A Week in Review

Richard AshbyPartner, Gilligan Sheppard

Administrative approach agreed with our Cousin’s

For those of you who know the script of the Australia/NZ double tax treaty agreement (“DTA”) inside out, or at least its residency Article (Art.4), you will appreciate that a company which is considered tax resident of both jurisdictions under their respective domestic corporate tax residency rules, is then deemed in accordance with the DTA to be tax resident in the jurisdiction within which the company’s centre of effective management (“COEM”) is deemed to be situated.

In scenarios where the company cannot determine its COEM, Art.4.3 of the DTA suggests that the IRD and the ATO should then determine the issue by mutual agreement, post consideration of a number of listed factors.

With both Australia and NZ having signed the Multilateral Convention (“MLI”) demonstrating a commitment to address BEPS risks and ensure a better functioning international tax system, they have now signed MLI Article 4(1), which sets out Australia and NZ’s administrative approach, when faced with dual resident companies making COEM self-determinations in accordance with Art.4.3 of the DTA.

The point of MLI Article 4.1, is to use a measured risk based approach to provide some certainly and therefore minimise potential compliance costs for taxpayers, by way of the two Revenue authorities essentially agreeing to leave COEM self-determinations alone, where the particular taxpayer satisfies the eligibility criteria set out in the MLI Article. The eligibility criteria are broken into three separate tranches – structure, financials and compliance activities.

Naturally, where a taxpayer cannot make their own COEM determination, or they are uncertain about or do not meet the eligibility criteria, then an application should be lodged with the appropriate Authority.

OECD Secretary-General expresses concern

Hard on the heels of our Government’s digital tax discussion document release, the OECD Secretary-General has delivered a report to G20 Finance Ministers and Central Bank Governors, which sets out a programme of work to develop a consensus solution to the tax challenges arising from the digitalisation of the economy.

The report identifies two pillars of work considered necessary to close existing loopholes used by MNE’s:

  • Pillar One focuses on the allocation of taxing rights, and seeks to undertake a coherent and concurrent review of the profit allocation and nexus rules.
     
  • Pillar Two focuses on the remaining Base Erosion and Profit Shifting (BEPS) issues and seeks to develop rules that would provide jurisdictions with a right to “tax back” where other jurisdictions have not exercised their primary taxing rights or the payment is otherwise subject to low levels of effective taxation.

The present target is to arrive at a consensus solution and to produce a final report by the end of next year.

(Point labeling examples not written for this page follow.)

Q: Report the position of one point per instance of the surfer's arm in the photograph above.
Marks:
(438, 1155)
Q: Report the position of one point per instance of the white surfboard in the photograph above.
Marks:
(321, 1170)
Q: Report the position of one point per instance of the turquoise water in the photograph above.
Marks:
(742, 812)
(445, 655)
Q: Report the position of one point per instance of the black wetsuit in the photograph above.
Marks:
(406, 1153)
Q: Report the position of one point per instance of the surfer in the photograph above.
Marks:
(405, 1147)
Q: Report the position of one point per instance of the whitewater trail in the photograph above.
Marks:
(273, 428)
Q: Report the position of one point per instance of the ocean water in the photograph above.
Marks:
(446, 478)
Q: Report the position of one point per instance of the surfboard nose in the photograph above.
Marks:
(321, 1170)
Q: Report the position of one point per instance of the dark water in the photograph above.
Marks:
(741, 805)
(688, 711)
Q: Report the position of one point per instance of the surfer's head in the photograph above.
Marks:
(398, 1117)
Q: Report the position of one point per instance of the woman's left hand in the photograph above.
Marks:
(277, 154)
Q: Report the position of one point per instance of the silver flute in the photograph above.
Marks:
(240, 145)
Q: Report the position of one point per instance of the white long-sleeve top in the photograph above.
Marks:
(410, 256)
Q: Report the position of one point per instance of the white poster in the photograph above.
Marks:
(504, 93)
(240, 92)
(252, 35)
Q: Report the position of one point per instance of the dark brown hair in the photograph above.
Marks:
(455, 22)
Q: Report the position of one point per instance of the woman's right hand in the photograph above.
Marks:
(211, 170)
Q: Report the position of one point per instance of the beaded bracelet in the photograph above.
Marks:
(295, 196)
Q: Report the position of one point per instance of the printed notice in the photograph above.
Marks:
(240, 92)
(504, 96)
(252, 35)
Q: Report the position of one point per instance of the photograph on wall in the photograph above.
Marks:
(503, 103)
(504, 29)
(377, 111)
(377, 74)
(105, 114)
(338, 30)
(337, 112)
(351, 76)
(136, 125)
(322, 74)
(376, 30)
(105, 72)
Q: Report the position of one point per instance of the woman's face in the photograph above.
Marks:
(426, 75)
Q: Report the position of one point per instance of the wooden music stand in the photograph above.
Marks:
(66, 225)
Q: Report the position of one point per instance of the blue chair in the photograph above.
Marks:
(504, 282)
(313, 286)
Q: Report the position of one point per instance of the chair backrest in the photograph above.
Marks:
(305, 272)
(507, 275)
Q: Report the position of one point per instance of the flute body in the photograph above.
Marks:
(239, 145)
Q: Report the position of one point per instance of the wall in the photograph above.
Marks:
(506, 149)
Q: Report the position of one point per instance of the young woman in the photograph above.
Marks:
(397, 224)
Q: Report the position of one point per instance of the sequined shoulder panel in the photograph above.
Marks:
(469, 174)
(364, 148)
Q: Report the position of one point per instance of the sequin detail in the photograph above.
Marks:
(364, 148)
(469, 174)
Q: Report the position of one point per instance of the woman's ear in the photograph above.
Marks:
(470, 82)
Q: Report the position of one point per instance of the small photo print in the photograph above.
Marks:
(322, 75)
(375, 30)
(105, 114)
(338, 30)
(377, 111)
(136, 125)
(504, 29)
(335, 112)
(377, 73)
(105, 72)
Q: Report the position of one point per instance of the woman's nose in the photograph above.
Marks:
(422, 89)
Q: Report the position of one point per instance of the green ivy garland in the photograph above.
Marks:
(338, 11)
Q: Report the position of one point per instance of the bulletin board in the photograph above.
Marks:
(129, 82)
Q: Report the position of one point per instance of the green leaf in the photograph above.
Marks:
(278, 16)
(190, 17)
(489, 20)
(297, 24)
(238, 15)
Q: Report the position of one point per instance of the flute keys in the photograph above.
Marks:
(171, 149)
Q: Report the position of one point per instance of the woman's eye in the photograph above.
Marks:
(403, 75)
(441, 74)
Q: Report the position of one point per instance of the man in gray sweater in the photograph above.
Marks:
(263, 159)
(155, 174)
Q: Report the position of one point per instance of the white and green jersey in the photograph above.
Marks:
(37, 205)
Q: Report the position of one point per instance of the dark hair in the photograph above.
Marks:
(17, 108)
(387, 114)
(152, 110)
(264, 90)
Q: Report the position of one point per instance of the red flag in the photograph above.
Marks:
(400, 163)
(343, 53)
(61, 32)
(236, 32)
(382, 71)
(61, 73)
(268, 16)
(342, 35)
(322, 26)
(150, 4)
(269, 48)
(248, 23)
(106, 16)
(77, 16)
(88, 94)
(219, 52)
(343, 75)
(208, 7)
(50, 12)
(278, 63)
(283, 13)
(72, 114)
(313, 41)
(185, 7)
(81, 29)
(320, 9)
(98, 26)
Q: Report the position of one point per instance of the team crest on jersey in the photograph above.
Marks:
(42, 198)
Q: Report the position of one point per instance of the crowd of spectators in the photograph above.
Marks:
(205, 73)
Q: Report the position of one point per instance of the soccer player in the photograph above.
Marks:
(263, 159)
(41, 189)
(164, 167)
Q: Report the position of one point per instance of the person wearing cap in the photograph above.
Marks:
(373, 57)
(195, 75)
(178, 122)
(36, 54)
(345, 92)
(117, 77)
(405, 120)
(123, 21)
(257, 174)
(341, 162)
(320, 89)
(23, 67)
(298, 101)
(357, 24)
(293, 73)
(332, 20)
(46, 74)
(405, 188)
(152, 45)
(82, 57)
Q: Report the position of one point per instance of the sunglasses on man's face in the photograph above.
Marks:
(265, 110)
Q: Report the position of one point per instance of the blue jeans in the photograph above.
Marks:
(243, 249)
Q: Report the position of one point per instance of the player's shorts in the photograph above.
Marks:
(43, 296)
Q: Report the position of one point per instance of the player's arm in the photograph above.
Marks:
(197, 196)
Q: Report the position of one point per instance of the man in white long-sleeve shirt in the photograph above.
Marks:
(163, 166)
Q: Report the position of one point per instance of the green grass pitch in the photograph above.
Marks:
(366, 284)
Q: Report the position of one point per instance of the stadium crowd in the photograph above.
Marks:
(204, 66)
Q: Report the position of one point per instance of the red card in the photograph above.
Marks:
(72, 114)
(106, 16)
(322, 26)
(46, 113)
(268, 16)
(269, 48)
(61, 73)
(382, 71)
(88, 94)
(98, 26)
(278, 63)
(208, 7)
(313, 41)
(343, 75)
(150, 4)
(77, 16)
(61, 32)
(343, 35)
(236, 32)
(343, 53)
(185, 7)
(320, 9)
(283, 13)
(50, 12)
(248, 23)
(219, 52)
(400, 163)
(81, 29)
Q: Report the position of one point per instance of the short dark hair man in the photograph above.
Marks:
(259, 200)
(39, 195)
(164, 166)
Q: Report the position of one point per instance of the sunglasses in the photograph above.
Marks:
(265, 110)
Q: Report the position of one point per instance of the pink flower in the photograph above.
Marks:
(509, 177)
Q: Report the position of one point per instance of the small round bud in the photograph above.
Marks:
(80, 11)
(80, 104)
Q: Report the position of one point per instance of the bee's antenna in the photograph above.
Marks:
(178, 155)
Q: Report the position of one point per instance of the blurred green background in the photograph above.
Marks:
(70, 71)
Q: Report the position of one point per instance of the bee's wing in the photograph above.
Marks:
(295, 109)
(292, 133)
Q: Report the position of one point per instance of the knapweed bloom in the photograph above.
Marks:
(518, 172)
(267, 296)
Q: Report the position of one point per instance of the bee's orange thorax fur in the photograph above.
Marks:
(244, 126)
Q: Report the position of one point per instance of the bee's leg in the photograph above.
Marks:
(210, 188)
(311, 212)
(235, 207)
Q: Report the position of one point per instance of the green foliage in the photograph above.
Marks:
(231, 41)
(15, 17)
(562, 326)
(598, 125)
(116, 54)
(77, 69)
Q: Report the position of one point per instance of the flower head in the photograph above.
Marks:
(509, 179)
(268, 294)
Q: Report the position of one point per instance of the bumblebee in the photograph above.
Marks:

The current report expressed the concern of the Secretary-General, of the risk that not delivering a consensus solution within a reasonable timeframe, would result in further jurisdictions just going off and doing their own thing. I think the following narrative is useful reading in this regard:

“A growing number of jurisdictions are not content with the taxation outcomes produced by the current international tax system, and have or are seeking to impose various measures or interpretations of the current rules that risk significantly increasing compliance burdens, double taxation and uncertainty. One of the focal points of dissatisfaction relates to how the existing profit allocation and nexus rules take into account the increasing ability of businesses, in certain situations, to participate in the economic life of a jurisdiction without an associated or meaningful physical presence. An unparalleled reliance on intangibles and the rising share of services in cross border trade are among the causes typically identified. This dissatisfaction has created a political imperative to act in a significant number of jurisdictions. Cognisant that predictability and stability are fundamental building blocks of global economic growth, the Inclusive Framework is therefore concerned that a proliferation of uncoordinated and unilateral actions would not only undermine the relevance and sustainability of the international framework for the taxation of cross-border business activities, but will also more broadly adversely impact global investment and growth.”

A full copy of the report can be found at www.oecd.org/tax/oecd-secretary-general-tax-report-g20-finance-ministers-june-2019.pdf.